Abstract

Abstract: Considered by Muslims to be the acme of literary excellence, the Qur'ān exhibits an uncanny predilection not only for its descriptions of food but more importantly for its portrayal of eating and drinking as a signifier for and means of establishing both worldly and eschatological success and happiness. It is partly upon this standard that food and foodways have been a significant topic of interest in both Islamic juridical and literary production, including poetical compositions in which food and the art of eating and drinking have become important motifs.
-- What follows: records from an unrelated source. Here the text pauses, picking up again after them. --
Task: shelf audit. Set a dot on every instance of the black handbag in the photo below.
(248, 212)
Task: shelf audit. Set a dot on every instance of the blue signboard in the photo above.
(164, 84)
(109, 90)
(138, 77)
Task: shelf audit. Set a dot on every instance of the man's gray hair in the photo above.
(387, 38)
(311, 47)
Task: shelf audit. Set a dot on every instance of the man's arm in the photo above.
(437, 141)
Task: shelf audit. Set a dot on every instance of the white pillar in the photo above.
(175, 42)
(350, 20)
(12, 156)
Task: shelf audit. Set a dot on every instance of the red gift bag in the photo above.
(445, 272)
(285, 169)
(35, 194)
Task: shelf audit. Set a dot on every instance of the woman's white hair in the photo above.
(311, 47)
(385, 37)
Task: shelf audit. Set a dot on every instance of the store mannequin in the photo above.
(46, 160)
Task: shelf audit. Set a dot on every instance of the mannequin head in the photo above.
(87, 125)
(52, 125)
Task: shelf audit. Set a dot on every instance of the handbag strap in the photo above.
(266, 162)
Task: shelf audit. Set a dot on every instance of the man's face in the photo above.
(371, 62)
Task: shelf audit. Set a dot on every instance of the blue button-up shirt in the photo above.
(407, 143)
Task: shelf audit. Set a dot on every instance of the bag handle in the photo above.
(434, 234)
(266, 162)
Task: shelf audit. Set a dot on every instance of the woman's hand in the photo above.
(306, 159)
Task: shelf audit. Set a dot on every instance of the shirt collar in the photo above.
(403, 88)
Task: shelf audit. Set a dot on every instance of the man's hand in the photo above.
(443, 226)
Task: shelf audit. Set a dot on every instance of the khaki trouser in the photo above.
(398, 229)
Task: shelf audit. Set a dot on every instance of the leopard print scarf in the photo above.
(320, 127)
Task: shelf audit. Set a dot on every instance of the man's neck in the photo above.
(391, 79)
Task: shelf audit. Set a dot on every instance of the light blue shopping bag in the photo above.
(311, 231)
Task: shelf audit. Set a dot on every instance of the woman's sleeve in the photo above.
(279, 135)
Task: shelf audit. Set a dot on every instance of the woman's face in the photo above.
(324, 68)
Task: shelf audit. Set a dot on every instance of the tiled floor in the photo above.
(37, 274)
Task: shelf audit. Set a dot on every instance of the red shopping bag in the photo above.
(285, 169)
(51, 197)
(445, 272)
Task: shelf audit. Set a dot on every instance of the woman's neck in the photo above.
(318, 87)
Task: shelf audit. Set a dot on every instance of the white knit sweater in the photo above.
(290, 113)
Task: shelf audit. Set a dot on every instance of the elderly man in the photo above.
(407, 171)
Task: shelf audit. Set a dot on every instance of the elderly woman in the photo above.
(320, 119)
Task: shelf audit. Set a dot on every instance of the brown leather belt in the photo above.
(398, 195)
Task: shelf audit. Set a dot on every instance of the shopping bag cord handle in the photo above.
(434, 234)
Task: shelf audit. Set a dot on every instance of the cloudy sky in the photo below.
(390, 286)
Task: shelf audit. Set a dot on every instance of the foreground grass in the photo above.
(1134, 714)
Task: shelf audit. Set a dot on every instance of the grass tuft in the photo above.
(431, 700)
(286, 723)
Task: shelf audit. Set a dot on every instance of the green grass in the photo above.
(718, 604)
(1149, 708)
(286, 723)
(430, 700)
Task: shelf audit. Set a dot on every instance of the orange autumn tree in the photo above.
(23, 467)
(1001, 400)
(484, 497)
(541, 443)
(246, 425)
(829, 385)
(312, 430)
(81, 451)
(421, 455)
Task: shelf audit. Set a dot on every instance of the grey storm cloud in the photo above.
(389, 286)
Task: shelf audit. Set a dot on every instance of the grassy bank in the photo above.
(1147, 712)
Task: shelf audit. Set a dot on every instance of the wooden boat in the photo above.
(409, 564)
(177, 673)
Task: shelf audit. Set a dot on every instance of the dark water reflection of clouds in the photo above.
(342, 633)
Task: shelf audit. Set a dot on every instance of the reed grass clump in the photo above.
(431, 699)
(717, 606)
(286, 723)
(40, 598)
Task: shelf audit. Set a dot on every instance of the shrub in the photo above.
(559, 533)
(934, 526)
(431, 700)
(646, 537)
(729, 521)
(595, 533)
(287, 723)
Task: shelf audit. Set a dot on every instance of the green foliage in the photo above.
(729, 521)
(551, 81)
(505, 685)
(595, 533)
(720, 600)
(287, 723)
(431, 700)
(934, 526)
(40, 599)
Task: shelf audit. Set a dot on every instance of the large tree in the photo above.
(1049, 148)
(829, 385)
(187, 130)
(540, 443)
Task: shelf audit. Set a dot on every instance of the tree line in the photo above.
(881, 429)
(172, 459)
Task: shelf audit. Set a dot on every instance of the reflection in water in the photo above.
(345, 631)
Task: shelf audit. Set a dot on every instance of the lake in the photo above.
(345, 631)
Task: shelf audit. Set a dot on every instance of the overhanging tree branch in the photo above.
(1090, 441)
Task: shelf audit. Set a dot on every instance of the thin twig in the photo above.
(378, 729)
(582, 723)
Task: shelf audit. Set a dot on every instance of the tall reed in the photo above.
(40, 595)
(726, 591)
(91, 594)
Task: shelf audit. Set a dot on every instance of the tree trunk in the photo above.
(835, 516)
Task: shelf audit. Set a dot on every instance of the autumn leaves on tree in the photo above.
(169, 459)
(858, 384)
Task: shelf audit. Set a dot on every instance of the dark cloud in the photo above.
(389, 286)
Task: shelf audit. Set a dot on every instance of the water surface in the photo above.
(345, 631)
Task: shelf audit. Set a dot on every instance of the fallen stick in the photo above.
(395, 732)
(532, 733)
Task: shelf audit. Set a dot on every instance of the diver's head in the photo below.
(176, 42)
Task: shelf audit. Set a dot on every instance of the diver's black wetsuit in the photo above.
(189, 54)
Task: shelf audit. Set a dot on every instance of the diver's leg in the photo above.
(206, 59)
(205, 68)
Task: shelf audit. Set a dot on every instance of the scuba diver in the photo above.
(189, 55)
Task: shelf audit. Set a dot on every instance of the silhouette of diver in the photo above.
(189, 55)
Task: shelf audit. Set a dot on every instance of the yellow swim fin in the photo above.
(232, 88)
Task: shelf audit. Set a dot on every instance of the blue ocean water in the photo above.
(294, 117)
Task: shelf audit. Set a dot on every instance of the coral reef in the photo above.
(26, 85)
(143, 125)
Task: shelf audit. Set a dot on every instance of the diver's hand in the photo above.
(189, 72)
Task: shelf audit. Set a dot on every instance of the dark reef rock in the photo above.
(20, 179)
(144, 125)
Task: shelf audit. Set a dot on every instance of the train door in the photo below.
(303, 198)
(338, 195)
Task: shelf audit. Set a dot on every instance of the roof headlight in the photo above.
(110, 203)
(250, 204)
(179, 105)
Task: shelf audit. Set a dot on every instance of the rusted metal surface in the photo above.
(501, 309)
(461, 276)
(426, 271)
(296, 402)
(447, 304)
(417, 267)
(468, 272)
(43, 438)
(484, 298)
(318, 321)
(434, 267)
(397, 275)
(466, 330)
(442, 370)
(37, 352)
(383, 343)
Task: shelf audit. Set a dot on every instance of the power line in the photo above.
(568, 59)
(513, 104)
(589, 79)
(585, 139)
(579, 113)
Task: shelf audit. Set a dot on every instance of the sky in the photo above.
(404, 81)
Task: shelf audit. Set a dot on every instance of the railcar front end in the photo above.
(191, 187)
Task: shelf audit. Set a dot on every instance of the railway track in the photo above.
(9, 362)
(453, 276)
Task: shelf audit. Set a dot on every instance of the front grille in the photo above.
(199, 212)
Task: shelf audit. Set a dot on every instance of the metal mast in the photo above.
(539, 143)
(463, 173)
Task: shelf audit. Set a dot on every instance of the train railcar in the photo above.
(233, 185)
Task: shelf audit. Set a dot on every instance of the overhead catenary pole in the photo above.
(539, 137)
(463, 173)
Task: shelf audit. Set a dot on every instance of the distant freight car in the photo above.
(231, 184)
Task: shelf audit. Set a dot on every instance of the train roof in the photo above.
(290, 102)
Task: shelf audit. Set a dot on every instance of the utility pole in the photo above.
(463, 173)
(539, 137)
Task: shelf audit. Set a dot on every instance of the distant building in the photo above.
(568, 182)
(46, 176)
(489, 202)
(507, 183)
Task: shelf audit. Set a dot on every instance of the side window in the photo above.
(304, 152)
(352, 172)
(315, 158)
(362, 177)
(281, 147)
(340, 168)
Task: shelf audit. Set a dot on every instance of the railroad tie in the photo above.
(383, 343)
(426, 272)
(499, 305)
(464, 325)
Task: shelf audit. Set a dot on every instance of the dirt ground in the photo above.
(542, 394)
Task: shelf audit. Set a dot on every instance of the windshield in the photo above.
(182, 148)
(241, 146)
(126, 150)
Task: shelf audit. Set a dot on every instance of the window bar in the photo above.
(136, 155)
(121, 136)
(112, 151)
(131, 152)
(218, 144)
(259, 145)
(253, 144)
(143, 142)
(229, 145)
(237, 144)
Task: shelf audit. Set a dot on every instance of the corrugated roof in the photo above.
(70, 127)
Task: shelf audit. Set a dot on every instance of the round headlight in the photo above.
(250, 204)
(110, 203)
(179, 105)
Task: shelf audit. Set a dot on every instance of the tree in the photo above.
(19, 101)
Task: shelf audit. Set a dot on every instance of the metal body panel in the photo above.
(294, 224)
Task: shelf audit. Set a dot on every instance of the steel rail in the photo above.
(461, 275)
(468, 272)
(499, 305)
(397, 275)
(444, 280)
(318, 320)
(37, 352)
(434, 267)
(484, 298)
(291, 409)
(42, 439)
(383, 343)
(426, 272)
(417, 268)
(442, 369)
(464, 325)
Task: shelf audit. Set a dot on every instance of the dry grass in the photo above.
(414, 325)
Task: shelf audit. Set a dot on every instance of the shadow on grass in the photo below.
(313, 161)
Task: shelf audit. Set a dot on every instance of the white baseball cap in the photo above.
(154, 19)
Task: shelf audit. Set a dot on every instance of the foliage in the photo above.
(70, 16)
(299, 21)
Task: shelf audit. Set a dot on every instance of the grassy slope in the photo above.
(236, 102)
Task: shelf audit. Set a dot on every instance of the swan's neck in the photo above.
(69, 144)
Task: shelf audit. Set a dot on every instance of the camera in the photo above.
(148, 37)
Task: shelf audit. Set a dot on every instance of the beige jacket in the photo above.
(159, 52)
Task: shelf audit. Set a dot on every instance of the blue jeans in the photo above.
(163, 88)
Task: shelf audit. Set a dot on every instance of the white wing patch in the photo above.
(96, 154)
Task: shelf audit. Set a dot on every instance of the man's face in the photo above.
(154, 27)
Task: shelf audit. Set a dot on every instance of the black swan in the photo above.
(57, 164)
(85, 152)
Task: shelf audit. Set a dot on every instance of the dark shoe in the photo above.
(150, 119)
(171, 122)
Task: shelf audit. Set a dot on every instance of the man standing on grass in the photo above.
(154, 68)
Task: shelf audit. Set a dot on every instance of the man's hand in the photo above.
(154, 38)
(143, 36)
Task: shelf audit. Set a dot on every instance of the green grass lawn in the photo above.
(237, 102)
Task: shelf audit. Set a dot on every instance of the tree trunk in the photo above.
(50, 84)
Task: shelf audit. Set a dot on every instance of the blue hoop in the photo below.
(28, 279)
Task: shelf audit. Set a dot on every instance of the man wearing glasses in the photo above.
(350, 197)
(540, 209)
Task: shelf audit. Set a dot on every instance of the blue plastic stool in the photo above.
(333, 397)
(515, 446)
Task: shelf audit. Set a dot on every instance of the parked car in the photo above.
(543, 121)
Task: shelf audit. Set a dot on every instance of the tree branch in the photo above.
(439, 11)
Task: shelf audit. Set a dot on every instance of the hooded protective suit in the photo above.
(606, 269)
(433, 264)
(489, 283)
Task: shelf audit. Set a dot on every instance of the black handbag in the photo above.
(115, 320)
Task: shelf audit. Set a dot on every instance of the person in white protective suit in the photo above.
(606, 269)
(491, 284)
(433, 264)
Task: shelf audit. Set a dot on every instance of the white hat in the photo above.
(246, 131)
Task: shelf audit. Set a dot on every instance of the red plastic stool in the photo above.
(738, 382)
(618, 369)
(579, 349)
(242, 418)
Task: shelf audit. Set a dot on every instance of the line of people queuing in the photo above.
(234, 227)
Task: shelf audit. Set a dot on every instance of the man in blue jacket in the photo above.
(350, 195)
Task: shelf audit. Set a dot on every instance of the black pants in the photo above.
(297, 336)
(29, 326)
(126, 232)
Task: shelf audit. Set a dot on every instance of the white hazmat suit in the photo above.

To further explore this broad significance of food in Arab-Islamic culture and bring it into conversation with Arab literary modernism, this paper begins by exploring the Qur'ānic and Islamic juridical discourses surrounding food before turning to notable depictions of food in two poems by the poets Ḥāfiẓ Ibrāhīm (d. 1932) and Maʻrūf al-Ruṣāfī (d. 1945). The close reading of their works shows how pre-existing Arab-Islamic traditions about food intersect with modernity as well as how the category of food is constructed as a symbolic space for articulating human necessity and behavioral eccentricity. In the process of this discussion, this article brings into conversation discussions on food and foodways derived from diverse scholars such as Michel Foucault (d. 1984), Wahba al-Zuḥaylī (d. 2015), and Gillian Feeley-Harnik (b. 1940), among others.